According to Carlos Moedas, EU Commissioner for Research, Science, and Innovation “Science should have no borders.” This is the idea that prompted the setting up of Europe’s “digital coffeehouse” known as the European Open Science Cloud (EOSC), officially unveiled on 23 November at the University of Vienna, Austria.
The first influx of funding for the EOSC will come from the European Commission, with a promise to invest €600 million to support the core functions of the EOSC up until 2020. Further financial support may come from a mix of funding sources, such as deposit fees from national funders, user-generated revenues.
TheEuropean Commission also announced a team of eleven that will run the huge EOSC project, who were selected from the European research infrastructure and public research and funding organisations. Karel Luyben, vice president for research at CESAER ― a European association of 50 leading universities of science and technology in 25 countries ― was named as chair of the executive board, which will set the future directions of the cloud.
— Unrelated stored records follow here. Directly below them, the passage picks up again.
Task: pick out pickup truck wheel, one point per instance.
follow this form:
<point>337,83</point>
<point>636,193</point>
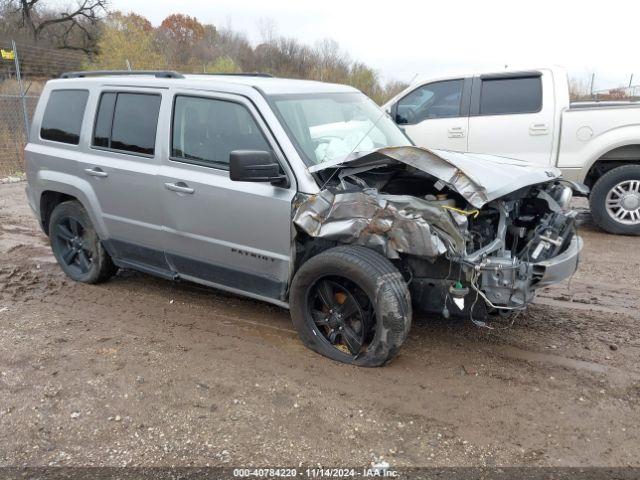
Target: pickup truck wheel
<point>352,305</point>
<point>76,245</point>
<point>615,201</point>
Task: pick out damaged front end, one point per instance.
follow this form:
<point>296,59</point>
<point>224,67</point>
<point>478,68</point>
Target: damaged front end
<point>473,235</point>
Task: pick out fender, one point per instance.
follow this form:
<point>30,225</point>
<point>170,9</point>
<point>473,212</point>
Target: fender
<point>50,180</point>
<point>593,151</point>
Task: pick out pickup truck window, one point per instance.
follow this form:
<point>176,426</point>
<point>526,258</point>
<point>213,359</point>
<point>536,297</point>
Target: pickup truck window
<point>433,100</point>
<point>330,126</point>
<point>511,95</point>
<point>127,122</point>
<point>62,118</point>
<point>205,131</point>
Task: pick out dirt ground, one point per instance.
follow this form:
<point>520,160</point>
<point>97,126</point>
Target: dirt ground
<point>142,371</point>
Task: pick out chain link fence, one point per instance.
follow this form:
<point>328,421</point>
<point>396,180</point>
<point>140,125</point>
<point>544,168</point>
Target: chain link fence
<point>24,69</point>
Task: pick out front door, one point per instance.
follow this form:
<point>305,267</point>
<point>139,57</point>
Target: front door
<point>433,115</point>
<point>235,235</point>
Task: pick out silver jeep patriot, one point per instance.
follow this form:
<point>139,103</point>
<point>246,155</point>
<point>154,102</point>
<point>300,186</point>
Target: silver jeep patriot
<point>299,193</point>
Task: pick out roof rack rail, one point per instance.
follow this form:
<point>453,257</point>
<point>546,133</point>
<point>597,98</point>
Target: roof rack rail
<point>105,73</point>
<point>247,74</point>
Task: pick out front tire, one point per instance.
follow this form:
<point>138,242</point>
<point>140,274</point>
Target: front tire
<point>352,305</point>
<point>615,201</point>
<point>76,245</point>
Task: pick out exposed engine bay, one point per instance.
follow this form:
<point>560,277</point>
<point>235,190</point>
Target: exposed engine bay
<point>470,241</point>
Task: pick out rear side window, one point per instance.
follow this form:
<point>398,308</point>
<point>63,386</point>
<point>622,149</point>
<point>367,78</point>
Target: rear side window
<point>511,95</point>
<point>127,122</point>
<point>205,131</point>
<point>63,115</point>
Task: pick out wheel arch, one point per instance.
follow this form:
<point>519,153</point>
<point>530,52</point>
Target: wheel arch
<point>57,187</point>
<point>628,154</point>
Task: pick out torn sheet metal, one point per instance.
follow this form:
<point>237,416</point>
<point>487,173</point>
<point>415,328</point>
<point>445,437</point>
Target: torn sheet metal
<point>390,223</point>
<point>478,178</point>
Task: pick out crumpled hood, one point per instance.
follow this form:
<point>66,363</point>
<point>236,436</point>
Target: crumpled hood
<point>478,178</point>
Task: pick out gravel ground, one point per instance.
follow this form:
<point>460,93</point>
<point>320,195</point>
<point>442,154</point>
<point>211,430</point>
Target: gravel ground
<point>141,371</point>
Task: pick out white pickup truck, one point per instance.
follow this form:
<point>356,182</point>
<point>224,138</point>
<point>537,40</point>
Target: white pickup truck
<point>527,115</point>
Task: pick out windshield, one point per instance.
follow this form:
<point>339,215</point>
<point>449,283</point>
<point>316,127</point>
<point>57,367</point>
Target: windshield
<point>330,126</point>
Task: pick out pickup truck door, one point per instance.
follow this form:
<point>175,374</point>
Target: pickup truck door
<point>232,235</point>
<point>512,115</point>
<point>435,115</point>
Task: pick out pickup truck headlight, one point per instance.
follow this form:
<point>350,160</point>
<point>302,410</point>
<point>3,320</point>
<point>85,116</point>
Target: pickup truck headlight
<point>563,195</point>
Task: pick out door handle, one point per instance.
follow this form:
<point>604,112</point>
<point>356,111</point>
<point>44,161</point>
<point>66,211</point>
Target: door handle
<point>456,132</point>
<point>96,172</point>
<point>538,129</point>
<point>179,187</point>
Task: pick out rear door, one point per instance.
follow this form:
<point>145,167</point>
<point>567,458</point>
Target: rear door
<point>122,165</point>
<point>235,235</point>
<point>512,115</point>
<point>435,115</point>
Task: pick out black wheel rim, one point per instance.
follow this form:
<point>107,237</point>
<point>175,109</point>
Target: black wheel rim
<point>342,314</point>
<point>74,248</point>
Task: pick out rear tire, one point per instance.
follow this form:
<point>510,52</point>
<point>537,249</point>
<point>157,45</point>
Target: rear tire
<point>615,201</point>
<point>371,313</point>
<point>76,245</point>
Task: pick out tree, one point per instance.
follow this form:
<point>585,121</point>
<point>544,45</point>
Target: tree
<point>182,29</point>
<point>72,28</point>
<point>127,38</point>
Together with two additional management layers, a governance board and a stakeholder forum, the board will outline the annual work plans and rules of participation. The Commission will announce another team in January 2019 to run the stakeholder forum and deal with scientific outreach.
The platform, which joins existing infrastructures into a single portal, is specifically designed for researchers to share, access, and reuse data with the aim of changing the culture of research to one that is more open and inclusive and that hopefully spark new ideas and future innovation. Moedas has stated that the unveiling of the new platform “marks the beginning of Europe’s new architecture for the strength of ideas, of a common platform for research data.” The beta version will allow scientists to begin using the system. The portal is still a work in progress and based on important feedback, will undergo further refinements before the full launch in 2020. Until now, no tool has been available that allows researchers to share and reuse data across EU member states.
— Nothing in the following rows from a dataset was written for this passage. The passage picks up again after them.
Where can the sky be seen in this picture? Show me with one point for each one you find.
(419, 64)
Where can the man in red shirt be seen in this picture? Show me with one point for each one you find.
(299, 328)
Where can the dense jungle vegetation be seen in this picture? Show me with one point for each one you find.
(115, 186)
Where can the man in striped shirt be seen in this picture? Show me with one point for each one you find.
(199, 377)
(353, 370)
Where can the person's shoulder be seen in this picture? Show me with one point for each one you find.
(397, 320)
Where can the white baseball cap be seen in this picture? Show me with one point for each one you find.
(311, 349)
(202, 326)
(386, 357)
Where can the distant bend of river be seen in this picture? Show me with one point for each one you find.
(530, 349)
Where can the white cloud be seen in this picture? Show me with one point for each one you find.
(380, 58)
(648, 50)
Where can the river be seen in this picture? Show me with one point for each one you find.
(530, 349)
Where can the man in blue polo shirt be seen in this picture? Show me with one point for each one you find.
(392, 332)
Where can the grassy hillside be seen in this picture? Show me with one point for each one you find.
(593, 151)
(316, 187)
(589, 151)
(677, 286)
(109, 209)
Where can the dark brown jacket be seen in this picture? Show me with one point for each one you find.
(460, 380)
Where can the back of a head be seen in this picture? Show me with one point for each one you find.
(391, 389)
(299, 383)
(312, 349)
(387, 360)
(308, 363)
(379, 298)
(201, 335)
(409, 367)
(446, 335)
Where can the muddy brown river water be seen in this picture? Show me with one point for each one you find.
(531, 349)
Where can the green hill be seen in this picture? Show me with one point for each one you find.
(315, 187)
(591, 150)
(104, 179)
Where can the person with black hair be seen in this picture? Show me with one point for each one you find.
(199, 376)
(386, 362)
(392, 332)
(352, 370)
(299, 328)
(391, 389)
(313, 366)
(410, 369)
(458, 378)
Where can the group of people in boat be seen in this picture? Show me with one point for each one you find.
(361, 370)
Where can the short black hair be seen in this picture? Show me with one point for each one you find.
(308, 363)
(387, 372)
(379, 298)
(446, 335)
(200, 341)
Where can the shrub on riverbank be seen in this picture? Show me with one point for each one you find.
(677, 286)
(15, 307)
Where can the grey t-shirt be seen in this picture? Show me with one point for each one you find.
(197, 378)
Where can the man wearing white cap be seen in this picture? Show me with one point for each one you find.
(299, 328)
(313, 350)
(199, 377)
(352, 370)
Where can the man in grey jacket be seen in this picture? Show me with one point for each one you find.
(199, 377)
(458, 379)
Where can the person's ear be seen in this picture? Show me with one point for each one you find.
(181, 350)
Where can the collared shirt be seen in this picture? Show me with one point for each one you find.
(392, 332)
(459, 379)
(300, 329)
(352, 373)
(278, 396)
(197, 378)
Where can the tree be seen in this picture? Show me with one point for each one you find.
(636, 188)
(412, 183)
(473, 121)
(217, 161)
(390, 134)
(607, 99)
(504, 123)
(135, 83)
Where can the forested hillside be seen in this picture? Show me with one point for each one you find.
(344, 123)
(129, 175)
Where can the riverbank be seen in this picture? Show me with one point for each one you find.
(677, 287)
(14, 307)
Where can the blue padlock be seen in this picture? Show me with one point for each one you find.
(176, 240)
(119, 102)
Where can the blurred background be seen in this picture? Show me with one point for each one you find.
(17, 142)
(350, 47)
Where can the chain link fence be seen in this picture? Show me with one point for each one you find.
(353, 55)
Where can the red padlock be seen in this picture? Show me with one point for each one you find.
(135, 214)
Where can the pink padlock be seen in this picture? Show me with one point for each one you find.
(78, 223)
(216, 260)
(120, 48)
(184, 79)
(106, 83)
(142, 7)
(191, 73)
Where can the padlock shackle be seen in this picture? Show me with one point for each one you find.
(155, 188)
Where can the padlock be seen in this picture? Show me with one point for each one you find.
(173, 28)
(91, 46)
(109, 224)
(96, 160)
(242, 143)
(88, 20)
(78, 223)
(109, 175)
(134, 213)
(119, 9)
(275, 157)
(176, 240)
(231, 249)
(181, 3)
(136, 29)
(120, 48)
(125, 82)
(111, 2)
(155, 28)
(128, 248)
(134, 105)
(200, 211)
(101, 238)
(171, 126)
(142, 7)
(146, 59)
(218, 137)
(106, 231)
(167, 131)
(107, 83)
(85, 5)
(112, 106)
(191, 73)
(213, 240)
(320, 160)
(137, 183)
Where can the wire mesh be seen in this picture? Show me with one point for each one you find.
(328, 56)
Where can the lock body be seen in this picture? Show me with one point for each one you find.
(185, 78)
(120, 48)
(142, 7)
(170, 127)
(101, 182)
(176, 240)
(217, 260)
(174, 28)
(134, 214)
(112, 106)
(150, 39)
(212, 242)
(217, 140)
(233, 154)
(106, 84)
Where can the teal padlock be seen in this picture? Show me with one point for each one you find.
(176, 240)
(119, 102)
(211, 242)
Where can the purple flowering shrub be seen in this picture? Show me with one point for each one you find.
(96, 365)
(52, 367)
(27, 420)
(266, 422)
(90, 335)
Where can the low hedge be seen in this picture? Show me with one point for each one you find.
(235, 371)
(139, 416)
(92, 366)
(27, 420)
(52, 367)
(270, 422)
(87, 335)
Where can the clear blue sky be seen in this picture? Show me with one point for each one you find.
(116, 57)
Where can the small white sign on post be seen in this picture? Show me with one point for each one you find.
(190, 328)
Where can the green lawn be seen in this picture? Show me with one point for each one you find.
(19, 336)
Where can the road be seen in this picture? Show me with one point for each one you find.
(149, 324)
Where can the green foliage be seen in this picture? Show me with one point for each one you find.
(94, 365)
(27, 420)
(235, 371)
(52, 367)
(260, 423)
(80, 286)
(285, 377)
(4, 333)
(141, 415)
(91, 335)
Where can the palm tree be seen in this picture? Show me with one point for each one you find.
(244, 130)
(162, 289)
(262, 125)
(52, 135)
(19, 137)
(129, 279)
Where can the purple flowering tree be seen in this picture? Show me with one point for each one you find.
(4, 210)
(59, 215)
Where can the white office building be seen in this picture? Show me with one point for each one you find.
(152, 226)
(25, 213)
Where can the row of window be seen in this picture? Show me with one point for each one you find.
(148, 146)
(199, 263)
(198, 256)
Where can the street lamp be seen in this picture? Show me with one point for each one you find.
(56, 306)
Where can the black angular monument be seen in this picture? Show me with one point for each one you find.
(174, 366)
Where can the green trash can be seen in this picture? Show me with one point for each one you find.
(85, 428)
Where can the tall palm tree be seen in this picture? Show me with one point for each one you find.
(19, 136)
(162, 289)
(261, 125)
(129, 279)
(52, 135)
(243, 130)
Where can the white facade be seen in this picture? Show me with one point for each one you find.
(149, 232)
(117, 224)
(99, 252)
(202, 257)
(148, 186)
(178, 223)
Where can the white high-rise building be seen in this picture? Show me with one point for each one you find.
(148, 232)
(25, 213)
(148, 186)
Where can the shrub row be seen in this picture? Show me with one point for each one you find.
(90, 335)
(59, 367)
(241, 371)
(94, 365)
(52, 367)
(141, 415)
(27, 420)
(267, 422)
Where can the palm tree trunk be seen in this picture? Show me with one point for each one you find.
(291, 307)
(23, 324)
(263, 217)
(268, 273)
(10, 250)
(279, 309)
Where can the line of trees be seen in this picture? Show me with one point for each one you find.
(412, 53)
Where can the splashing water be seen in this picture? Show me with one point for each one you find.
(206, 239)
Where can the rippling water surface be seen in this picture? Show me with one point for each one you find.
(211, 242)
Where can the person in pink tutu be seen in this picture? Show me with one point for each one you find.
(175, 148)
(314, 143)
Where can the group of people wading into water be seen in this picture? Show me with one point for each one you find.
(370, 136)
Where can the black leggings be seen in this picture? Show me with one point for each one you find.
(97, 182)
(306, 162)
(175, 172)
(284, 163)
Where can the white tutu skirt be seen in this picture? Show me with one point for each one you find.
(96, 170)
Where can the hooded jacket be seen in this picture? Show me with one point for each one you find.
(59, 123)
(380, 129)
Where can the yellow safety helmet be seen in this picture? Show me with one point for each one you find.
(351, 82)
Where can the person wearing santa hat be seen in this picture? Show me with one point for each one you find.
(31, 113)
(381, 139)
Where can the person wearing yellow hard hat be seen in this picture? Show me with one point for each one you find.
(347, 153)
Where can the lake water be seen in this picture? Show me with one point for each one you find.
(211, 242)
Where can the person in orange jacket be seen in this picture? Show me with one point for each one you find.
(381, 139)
The prototype has been developed over the past two years using various small-scale projects referred to as “science demonstrators” on different topics, including energy, social science, environmental science, and physics. For example, the EOSC tools were used by Dr Gianpaolo Coro from the National Research Council of Italy in Pisa to retrieve data on the spread― owing to climate change and the Suez Canal expansion― of an invasive pufferfish species called the silver-cheeked toadfish, , and which is currently have a detrimental impact on Mediterranean fisheries. The data has allowed the Italian researcher to predict, in a matter of a few days, that the toxic pufferfish will enter the Black Sea via the Bosporus within the next five years. Without the use of EOSC, it would have taken at least one year to collect and prepare data to generate the same result.
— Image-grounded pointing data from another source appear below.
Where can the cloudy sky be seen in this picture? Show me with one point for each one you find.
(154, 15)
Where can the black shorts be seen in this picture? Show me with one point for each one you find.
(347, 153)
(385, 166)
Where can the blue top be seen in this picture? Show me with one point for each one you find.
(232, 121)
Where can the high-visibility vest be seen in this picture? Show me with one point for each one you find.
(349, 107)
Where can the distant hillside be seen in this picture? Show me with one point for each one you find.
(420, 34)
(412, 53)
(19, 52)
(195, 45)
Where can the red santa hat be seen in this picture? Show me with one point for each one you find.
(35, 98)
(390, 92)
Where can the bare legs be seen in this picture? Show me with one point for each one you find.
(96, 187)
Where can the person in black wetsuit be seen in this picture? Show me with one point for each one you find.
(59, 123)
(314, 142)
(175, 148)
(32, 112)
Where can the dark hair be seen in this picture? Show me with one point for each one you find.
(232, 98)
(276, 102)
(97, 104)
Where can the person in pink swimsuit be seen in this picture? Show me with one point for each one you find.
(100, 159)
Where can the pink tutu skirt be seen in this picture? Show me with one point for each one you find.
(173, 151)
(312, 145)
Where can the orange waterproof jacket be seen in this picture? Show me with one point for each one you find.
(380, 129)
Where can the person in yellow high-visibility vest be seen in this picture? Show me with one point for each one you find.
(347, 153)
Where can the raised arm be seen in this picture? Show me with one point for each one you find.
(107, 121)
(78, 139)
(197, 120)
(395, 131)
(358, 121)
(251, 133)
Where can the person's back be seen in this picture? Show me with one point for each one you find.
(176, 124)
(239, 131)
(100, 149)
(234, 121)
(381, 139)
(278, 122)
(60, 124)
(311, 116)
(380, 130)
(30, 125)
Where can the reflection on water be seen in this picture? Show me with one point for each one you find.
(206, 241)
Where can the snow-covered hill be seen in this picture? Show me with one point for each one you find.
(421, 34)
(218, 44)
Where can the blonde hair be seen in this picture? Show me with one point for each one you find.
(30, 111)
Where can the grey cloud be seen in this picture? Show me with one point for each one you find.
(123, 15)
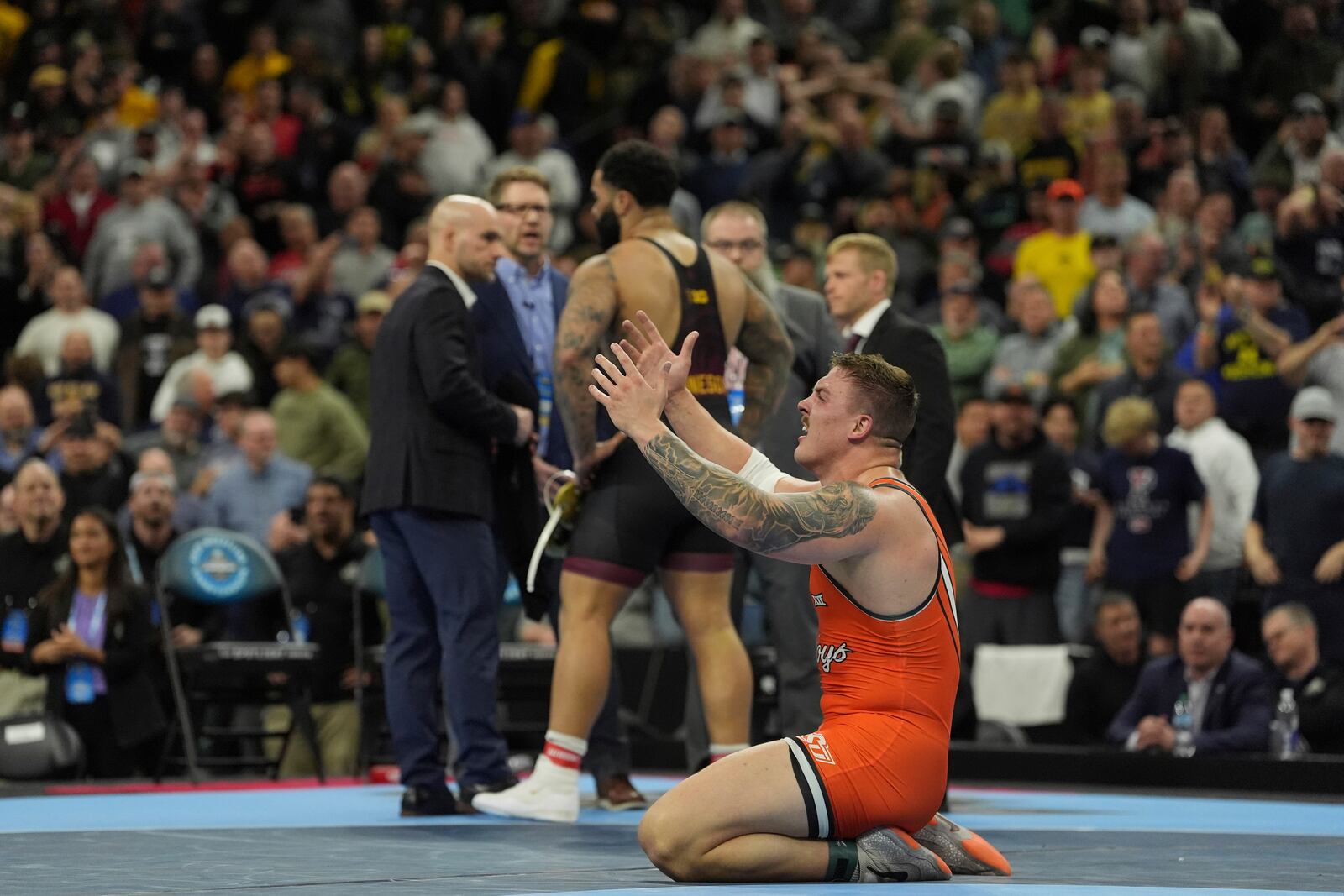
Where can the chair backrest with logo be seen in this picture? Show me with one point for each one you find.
(219, 566)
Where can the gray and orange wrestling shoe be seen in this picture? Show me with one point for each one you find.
(964, 851)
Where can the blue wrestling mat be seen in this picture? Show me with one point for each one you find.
(349, 841)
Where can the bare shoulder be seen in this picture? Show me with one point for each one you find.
(598, 266)
(904, 559)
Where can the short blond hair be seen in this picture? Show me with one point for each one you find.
(732, 207)
(874, 254)
(517, 175)
(1128, 419)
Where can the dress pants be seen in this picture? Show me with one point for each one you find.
(444, 613)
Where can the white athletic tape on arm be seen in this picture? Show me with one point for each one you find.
(759, 472)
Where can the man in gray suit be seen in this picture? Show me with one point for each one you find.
(738, 231)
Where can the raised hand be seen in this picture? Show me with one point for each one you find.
(633, 402)
(654, 358)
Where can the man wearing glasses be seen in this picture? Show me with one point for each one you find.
(738, 231)
(515, 322)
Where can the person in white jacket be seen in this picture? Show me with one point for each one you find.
(228, 371)
(1223, 461)
(46, 333)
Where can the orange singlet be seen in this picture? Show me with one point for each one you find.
(887, 687)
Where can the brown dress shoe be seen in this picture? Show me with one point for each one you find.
(616, 793)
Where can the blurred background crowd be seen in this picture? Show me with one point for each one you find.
(1121, 219)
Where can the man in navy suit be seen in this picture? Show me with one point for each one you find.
(1223, 692)
(429, 497)
(515, 322)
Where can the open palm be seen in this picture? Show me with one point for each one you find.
(654, 358)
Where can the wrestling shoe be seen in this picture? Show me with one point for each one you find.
(616, 793)
(420, 802)
(890, 856)
(541, 797)
(964, 851)
(468, 793)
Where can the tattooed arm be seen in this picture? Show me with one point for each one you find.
(584, 324)
(770, 355)
(822, 526)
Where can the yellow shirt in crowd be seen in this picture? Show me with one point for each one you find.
(249, 71)
(1089, 118)
(1012, 117)
(1062, 264)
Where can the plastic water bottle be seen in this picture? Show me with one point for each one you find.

Ease-of-use still needs to be improved before the platform becomes widely adopted as the go-to tool for researchers. Apart from a few niggling problems, the portal will potentially revolutionalise the way research is conducted. The EOSC portal will not only make publicly funded research more transparent, but regular people will be given the opportunity to engage with the scientific data that has been generated through public funding, potentially facilitate more public involvement. The platform is an essential step towards the EU’s vision of an open-border, cross-disciplinary, digital future for science.